I read in some blog once that it’s not easy being the girlfriend of a geek, I mean not all the time. As long as you are the geek’s project it’s all good, but when he moves on to a new one that’s when it hits you and you know you’re no longer the little pampered angel that you were all this time :S And before the realization sinks deep inside of you and propels you to do something meaningful and constructive to fix the problem at hand, you panic.
First, you drown in the world of denial and fight the life threatening waves. You cannot accept what’s happening, because it’s just not acceptable! You DEMAND love and pampering, you threaten and you withdraw. And then you wait. Nothing happens of course. A geek doesn’t understand emotions that well, especially coming from someone who is obviously suffering from pamper-withdrawal symptoms. It’s like a whirlpool of emotions that threatens to destroy everything in its path and sucks you into unfamiliar territory. So he goes deeper inside his cave and works with 0s and 1s and other such codes that are within his grasp of understanding and can be predicted/controlled using the rules of physics and/or mathematics. Second, you feel like you are at a loss. You don’t know what your next step is. You brainstorm about it and always end up more confused. See, you are still in the denial phase. You cannot accept. And so you remain confused. You do not understand why he is reacting this way. You wonder what has changed. Finally, you try talking to him. But his monosyllabic response deters you. After five consecutive and meaningless “cool” responses, you give up.

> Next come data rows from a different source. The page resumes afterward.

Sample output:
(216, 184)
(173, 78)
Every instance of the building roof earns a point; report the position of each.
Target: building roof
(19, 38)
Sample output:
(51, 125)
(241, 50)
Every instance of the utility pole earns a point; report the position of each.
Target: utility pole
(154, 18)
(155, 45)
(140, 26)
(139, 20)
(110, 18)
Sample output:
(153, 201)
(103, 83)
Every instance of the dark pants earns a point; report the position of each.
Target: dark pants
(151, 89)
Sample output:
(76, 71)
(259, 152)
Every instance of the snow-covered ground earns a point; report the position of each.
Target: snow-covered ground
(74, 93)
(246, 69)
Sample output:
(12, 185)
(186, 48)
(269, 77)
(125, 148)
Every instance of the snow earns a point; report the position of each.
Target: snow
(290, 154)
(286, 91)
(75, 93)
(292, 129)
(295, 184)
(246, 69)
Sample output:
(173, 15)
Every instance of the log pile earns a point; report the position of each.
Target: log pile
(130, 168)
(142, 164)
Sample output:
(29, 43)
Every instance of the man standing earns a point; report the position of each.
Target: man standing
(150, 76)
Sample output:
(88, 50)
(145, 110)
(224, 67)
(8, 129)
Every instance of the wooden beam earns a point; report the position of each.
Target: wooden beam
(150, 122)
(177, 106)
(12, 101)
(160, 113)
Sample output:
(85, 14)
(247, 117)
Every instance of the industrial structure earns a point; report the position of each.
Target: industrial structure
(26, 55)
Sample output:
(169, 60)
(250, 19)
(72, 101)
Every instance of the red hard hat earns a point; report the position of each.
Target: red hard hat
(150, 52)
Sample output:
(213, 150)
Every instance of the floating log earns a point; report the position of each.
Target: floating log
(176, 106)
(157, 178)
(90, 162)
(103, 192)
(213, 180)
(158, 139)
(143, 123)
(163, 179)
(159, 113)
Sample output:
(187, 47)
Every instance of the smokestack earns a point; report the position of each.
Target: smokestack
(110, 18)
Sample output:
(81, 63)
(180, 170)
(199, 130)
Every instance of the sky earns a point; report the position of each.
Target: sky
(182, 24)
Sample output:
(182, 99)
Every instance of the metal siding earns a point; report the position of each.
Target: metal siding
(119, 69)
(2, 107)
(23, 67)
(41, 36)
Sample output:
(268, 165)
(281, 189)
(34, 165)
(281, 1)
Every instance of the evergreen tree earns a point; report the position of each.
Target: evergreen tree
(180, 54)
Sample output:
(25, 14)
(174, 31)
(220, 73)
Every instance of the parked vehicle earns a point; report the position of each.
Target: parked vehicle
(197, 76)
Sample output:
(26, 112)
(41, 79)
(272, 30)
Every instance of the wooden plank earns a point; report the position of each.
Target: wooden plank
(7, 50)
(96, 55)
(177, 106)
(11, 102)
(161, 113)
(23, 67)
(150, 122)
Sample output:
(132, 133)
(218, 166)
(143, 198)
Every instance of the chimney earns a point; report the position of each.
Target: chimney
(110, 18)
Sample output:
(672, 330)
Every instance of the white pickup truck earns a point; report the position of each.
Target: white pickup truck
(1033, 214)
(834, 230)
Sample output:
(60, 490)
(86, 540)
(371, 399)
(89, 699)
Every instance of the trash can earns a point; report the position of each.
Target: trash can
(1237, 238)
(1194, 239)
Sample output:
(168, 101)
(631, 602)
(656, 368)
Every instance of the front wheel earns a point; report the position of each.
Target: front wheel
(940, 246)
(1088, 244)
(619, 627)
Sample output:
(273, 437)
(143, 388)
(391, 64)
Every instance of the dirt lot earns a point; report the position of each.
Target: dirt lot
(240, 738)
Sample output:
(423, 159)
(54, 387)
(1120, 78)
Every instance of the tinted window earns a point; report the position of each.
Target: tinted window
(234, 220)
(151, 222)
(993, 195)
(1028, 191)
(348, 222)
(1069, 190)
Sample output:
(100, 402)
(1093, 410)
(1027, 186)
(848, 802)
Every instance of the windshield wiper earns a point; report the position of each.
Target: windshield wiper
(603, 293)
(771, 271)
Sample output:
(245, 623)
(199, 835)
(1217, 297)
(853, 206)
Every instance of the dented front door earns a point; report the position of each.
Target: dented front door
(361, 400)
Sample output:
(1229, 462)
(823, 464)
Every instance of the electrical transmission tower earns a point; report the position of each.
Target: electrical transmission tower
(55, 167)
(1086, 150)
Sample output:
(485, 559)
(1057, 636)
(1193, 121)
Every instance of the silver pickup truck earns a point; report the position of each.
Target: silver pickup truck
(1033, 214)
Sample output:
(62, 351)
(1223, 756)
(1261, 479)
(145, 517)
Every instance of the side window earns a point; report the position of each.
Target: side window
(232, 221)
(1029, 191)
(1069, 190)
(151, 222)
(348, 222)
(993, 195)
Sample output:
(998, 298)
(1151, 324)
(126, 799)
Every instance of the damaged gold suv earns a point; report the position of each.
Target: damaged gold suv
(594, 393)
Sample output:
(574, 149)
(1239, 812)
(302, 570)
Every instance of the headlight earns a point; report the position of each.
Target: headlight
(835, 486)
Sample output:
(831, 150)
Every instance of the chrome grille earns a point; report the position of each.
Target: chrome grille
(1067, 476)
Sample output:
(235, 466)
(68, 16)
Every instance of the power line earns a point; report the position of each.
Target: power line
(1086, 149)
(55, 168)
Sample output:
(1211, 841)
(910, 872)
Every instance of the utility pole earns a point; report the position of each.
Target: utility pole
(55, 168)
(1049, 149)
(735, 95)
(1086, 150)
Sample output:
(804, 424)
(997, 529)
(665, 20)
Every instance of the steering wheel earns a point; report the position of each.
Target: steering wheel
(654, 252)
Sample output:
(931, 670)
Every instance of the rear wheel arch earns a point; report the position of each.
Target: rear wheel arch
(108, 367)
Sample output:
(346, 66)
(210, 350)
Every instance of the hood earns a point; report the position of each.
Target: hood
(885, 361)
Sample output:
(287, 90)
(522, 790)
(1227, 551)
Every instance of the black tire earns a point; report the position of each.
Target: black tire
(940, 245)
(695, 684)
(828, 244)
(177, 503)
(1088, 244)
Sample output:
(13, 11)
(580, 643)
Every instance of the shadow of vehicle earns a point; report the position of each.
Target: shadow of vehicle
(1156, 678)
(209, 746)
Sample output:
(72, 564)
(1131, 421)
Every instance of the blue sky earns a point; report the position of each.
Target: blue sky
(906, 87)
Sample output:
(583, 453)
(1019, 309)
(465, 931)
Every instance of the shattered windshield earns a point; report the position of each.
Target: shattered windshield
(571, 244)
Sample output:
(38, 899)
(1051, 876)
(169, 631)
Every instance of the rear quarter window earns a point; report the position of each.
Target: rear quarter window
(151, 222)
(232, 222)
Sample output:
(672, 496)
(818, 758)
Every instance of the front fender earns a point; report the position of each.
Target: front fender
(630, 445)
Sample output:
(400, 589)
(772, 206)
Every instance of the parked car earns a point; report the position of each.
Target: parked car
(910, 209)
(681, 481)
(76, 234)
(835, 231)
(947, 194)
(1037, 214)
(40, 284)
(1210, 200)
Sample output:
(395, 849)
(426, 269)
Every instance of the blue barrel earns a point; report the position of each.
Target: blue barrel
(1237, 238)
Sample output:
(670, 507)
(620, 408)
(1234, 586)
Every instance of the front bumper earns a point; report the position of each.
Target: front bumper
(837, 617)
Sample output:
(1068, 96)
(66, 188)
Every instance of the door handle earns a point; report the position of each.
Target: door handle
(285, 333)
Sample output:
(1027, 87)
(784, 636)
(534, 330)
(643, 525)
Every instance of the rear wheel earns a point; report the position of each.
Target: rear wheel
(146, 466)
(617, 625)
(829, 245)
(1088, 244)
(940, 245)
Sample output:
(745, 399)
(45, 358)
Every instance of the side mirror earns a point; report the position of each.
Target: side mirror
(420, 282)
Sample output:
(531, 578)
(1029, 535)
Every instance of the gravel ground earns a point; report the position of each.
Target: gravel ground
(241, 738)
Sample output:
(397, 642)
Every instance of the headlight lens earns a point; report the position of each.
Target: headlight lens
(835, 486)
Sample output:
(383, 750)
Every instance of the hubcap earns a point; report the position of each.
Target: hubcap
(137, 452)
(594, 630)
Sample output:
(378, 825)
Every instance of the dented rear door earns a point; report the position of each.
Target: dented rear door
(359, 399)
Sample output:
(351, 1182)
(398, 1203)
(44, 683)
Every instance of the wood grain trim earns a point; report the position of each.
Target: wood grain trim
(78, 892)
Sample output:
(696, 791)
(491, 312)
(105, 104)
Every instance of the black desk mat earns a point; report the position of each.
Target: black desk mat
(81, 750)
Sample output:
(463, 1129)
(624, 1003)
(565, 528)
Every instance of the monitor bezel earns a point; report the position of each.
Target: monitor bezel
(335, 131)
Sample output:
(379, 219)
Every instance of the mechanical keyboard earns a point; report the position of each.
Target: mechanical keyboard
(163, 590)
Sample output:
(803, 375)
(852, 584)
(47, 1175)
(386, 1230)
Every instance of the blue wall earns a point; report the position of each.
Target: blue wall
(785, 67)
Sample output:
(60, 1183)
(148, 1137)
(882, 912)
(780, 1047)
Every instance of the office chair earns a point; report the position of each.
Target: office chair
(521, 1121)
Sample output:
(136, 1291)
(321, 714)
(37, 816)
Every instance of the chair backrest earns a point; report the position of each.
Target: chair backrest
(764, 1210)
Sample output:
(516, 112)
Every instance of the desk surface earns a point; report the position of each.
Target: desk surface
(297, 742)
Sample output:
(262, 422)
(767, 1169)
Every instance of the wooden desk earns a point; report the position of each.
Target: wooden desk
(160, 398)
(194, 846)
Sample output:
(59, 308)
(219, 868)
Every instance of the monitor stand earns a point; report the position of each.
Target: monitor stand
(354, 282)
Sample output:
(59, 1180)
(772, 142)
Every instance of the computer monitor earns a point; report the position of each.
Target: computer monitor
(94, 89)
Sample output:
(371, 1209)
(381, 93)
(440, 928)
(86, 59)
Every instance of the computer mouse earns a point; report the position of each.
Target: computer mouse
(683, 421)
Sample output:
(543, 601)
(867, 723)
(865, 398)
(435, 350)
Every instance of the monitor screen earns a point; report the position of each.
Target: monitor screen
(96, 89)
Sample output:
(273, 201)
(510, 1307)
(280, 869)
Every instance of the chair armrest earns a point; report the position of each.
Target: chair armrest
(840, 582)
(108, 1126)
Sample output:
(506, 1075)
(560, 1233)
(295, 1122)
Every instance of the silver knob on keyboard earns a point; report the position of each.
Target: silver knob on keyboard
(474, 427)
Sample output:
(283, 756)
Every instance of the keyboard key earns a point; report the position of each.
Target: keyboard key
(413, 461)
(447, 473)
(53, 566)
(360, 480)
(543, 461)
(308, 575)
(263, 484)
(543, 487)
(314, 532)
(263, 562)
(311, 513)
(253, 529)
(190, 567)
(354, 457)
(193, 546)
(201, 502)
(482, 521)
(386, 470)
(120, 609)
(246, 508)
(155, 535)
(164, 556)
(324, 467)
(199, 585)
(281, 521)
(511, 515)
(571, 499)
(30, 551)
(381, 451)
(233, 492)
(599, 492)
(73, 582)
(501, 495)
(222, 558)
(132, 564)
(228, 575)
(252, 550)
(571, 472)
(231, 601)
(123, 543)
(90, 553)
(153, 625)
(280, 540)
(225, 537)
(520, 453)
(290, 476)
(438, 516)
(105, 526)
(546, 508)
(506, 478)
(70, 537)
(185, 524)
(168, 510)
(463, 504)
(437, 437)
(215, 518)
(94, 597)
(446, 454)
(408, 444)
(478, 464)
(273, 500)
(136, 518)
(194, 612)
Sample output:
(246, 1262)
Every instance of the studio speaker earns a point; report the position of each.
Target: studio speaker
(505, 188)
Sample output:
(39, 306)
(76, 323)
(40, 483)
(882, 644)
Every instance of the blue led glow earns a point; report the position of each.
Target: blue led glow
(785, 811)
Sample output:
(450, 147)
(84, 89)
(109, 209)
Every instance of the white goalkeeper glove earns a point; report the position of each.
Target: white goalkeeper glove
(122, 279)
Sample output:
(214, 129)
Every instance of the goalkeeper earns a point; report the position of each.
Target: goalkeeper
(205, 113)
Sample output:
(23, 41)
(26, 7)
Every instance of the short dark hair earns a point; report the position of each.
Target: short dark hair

However, it eventually dawns on you that you have established a relationship with an entirely different breed whereas your treatment of the relationship is one of mainstream. So the realization occurs to you, that although the geek might show signs of disinterest, he is in fact very much interested in you but he is just not programmed to express that feeling. Because feelings do not fall into any system, geeks do not understand it very well. So then you calm down a bit, but you feel helpless. And finding no immediate solutions, you turn to a world where there are answers to almost every problem in life imaginable, the WWW. You’re glad to discover that you are not alone and that your problem is not unique. You feel more confident when you see that this apparently new breed has been in existence for a long time now and that there are many like you, who came out of their confusion and are now living happily with their geeks. You sign up, join forums, discuss your problems, and the greatest of all realizations occur to you: The best way to get through to your geek is to understand the ways of the geeks, their inner workings, their motivation, their drive, their perception of the world etc.
Once you grasp how a geek perceives everything and how he needs to find a system to understand everything, including feelings, you know what to do. You take your feelings and arrange them into neat piles of data and you process them and finally present it to your geek (by uploading it in your slide share account, open one if you do not have any). I emphasize using graphs and charts and other visual aids to invoke interest. The geek finds familiar ground and this is a language he understands, a system he can figure. And I guarantee you within a few minutes time, he will drop a comment on your blog apologizing for not showering you with much needed love and affection
. And once you know how to connect with your geek this way (neatly arranged feelings, slideshare, blogs, graphs and charts), you will always be his main project no matter how many projects and startups he is working on as we speak!!!
Disclaimer: My great insight into the world of geeks has been a blessing to me in the form of a blog called “The Handbook” by this amazing person . I will forever be indebted to him for this.